The ultimate goal of error correction is to determine the underlying DNA sequence, as opposed to correcting an individual read. In this section, we use the consensus of multiple reads by aggregating a sequence pileup to directly determine the DNA sequence without the intermediate step of correcting individual reads. An example of a pileup is shown below in Figure 4. Note, the figure only shows the portions of the reads that fall in the window.

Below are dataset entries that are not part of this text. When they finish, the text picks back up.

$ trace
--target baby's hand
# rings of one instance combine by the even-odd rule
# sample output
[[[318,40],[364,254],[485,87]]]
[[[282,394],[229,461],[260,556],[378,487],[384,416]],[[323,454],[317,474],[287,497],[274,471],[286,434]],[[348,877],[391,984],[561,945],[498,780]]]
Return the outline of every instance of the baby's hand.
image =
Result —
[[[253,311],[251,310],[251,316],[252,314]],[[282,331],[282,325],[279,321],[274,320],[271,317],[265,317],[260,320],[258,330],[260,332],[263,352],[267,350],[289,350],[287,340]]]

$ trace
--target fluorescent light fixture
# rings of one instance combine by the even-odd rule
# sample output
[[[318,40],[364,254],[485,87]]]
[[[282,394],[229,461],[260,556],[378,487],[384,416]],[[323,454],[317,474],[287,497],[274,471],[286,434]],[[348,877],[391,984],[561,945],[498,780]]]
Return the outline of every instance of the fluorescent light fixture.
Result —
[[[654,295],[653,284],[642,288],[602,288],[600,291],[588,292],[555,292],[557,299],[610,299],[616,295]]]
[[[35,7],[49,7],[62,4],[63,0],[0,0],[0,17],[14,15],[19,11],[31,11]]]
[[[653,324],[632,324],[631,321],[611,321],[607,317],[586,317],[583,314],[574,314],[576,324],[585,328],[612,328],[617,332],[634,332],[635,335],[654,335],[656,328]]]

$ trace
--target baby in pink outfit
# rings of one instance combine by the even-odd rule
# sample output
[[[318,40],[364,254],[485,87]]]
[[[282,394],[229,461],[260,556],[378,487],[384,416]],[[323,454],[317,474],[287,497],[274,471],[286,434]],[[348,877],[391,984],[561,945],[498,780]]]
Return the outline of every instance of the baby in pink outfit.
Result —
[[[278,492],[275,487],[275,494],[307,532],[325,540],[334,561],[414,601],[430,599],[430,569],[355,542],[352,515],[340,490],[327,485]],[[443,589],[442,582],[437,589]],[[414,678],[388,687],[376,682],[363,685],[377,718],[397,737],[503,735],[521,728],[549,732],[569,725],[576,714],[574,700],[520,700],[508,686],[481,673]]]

For instructional purposes, we again simplify the problem in the following ways:

  • Consider only regions with substitution errors and ignore indel errors
  • Consider only regions with no known variants

Unlike the first approach, we do not train this model on the reference genome. Instead, our training data comes from mapped Illumina HiSeq reads. The input to this network is a matrix of normalized base counts observed in mapped reads, centered around the position at which we wish to predict the correct base. A similar featurization is used by the authors of Clairvoyante, a neural network for variant calling, and in an example method by Jason Chin. The output of the network is a distribution over the possible bases, and the final prediction is the base with highest probability. Similar to the first approach, the label set is generated using the bases observed in the reference genome. We use a mix of examples that contain errors (at least one read in the pileup does not match the reference at the center position) and examples that do not contain errors (all reads in the pileup match the reference at the center position).

Conclusion

The accompanying tutorial implements the second approach described in this post. Though the examples we develop are not complex enough to be deployed in production, we hope they will help developers learn to efficiently apply Nucleus and deep learning within genomics.